Australian Man Appears In Court On Murder Charge After Christchurch Attack

New Zealand Mosque Suspect Appears in Court

Ardern said some were from Pakistan, Turkey, Saudi Arabia, Bangladesh, Indonesia and Malaysia.

Members of New Zealand's Muslim Association in Auckland travelled to Christchurch to help with Muslim funeral rites, which consists of washing the bodies, wrapping them in white cloth and moving them to the cemetery. While interpretation of Islamic law regarding burials varies, burying a person as soon as possible after death is a fundamental principal of Islam, usually no more than 24 hours later.

Dramatic footage that surfaced online after the attack shows two officers - one of whom appears to be armed only with a handgun - pointing their weapons at the passenger door and then forcing a black-clad man out of the vehicle.

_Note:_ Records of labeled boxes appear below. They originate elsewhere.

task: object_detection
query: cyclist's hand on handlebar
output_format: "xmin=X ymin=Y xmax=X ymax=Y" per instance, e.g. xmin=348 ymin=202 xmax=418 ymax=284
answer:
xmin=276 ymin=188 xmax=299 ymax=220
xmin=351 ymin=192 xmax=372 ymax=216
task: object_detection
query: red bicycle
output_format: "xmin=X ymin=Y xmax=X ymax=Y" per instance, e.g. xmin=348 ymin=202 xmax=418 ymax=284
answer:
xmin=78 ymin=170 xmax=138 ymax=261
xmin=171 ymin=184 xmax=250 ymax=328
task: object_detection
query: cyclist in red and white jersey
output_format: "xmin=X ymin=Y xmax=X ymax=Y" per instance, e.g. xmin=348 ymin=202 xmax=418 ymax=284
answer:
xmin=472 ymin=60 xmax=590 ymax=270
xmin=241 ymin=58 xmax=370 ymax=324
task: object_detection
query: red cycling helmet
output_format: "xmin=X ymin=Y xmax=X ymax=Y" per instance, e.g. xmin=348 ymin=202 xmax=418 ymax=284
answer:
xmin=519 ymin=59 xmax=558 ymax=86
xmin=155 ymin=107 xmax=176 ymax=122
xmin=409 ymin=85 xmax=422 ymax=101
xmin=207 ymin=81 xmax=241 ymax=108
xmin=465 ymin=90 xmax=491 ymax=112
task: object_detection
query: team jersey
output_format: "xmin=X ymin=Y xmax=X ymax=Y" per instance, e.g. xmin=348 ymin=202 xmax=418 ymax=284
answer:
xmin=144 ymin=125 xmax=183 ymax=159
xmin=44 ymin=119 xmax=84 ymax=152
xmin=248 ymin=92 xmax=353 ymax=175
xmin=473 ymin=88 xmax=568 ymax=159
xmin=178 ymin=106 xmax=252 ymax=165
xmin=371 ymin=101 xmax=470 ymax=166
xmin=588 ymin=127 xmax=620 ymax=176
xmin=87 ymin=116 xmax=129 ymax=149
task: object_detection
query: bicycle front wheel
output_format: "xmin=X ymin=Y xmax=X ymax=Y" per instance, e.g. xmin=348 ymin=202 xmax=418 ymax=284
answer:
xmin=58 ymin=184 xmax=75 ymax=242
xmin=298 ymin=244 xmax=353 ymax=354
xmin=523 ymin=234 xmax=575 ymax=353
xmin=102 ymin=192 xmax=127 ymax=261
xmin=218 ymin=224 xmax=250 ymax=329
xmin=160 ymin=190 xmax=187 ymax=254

Two other people were in custody and police said they were working to understand their involvement.

The 28-year-old main suspect in mass shootings at two New Zealand mosques on Friday that killed 49 people and injured dozens was produced in court a day after the attacks.

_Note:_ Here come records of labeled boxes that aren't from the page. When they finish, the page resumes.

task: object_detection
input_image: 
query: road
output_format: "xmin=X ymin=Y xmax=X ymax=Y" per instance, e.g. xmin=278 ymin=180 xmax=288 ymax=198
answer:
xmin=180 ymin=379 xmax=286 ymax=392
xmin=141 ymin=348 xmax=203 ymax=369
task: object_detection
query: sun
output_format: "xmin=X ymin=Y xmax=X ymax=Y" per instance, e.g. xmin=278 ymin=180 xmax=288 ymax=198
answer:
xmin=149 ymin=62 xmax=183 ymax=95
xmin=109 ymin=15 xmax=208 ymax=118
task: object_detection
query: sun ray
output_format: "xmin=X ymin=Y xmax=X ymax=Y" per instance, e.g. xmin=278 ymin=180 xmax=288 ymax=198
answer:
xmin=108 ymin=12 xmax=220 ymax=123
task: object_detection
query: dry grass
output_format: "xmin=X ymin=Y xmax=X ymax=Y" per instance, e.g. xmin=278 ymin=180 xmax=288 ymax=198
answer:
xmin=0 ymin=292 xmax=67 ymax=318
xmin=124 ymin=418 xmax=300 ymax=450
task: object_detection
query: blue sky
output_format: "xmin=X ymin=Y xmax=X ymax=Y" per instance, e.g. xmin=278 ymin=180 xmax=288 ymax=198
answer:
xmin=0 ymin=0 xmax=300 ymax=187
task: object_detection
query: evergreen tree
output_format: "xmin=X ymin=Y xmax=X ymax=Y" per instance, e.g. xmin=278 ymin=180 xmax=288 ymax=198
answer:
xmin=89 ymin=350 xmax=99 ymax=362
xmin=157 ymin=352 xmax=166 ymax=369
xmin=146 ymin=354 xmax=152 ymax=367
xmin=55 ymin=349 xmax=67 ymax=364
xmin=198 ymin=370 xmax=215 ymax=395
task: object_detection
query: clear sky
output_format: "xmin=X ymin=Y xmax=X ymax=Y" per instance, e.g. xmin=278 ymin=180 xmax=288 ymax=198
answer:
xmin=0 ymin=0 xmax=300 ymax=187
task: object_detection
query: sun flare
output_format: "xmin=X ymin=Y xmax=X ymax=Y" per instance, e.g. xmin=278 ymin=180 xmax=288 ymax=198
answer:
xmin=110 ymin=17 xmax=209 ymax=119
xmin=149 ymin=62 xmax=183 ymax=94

Huang Yan, the manager of the Christchurch branch of China's Southern Airlines, told Xinhua the mass shooting would bring negative impact on New Zealand tourism as Christchurch has just been recovered from the aftermath of the 2011 deadly natural disaster.

People have also been laying flowers outside of mosques in other parts of New Zealand in solidarity with the victims and their famlies.

"I came to the street, I saw one person got shot on his chest", he said, adding that the ambulance and police then arrived on the scene.

The Palestinian Foreign Ministry said Saturday that at least four Palestinians were among those killed, but acknowledged they could have been counted by Jordan or other countries.

As Ardern revealed deatails about the suspect's weapons and his background, she promised changes to the country's gun laws.

On Saturday, thousands of New Zealanders held vigils and attended mosques throughout the country to support the families of those killed. He had no criminal history in New Zealand or Australia and had not drawn the attention of the intelligence community for extremist views.

"While work is being done as to the chain of events that lead to both the holding of this gun license and the possession of these weapons, I can tell you one thing right now - our gun laws will change", Ardern told reporters on Saturday. Story continues after video.

Leaders around the world expressed sorrow and disgust at the attacks, with some deploring the demonisation of Muslims.

President Donald Trump, who has a record of Islamophobic rhetoric, online behavior and policies, tweeted out his "warmest sympathy and best wishes" to the people of New Zealand. He said that he had a friend in another mosque in the area who told him a gunman had opened fire there as well and five people were dead. "My message was sympathy and love for all Muslim communities", she said she told him.

British security sources said there were no apparent United Kingdom links to the attack.

Pence also affirmed US cooperation in ensuring all the perpetrators were brought to justice. "These acts of hate have no place in the diverse and tolerant society for which New Zealand is justly known", the White House statement said.